The implementation of a reference-based payments program by the California Public Employee's Retirement System reduced payments for colonoscopies by $7 million over 2 years.
The implementation of a reference-based payments (RBP) program reduced payments for colonoscopies by $7 million over 2 years.
In 2012, the California Public Employee’s Retirement System (CalPERS) implemented a RBP program in order to reduce spending. After examining the medical claims of 50 million individuals from the Health Care Cost Institute (HCCI), supplemented by data from Aetna, Humana, and UnitedHealthcare, researchers estimated that total medical spending would decrease by approximately $95 million per year if an equivalent program were applied to all 3 payers in the HCCI database.
The data included external data on demographics, market characteristics, provider concentration, and insurance marketplaces. The sample population consisted of those who had a colonoscopy within the 2009-2013 period, were between the ages of 19 and 65, and excluded those who were in inpatient and emergency department settings. CalPERS excluded some individuals so that at-risk patients did not have their access to care hampered. Colonoscopies were selected because they were the service where RBP programs were most often applied.
The researchers believe that meaningful savings could occur in all geographic markets, excepting those that already have low prices or those that have only high-priced providers. There is no indication that RBP programs would decrease quality of care.
Although high-deductible health plans (HDHPs) were intended to alleviate the problem of price variation—and they have been effective in reducing consumer healthcare spending—there has been evidence that consumers also may forego necessary services, in addition to unnecessary services, in order to reduce cost-sharing. RBP programs may be an alternative solution to high spending in which consumers become aware of cost differences rather than avoiding costly services altogether.
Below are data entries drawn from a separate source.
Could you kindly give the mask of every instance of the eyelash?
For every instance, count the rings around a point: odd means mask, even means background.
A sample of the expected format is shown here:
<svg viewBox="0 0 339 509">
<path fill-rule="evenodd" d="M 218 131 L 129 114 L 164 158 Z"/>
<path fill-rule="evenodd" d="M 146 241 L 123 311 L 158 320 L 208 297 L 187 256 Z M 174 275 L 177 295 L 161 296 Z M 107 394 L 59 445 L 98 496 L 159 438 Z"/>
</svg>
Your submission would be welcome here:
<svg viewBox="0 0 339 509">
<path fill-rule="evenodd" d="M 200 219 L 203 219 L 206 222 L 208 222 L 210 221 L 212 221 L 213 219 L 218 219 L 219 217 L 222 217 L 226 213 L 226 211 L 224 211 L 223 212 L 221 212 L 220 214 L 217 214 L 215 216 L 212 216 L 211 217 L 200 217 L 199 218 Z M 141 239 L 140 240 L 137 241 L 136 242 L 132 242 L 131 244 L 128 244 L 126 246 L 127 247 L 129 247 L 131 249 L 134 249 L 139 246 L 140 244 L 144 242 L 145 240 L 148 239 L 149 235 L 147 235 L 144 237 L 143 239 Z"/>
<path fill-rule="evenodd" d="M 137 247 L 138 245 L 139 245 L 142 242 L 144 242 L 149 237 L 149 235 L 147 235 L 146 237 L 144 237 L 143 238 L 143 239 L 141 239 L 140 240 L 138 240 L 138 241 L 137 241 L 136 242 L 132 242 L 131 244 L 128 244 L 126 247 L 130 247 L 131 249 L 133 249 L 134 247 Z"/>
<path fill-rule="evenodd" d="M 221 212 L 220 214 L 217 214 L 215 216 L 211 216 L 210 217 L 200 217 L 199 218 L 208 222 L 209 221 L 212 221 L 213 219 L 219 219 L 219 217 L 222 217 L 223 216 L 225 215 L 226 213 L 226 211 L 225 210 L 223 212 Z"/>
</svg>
RBP programs use financial incentives to direct consumers away from high-price providers to low-price providers, without detracting from the quality of the clinical care. In this instance, CalPERS set a maximum reimbursable amount, or reference price, for a given service such as a colonoscopy. If a patient receives a colonoscopy from a provider whose cost exceeds the reference price, the patient is responsible for the difference plus standard cost-sharing; if the patient receives a colonoscopy below or equivalent to the reference price then that individual would be responsible only for the cost-sharing.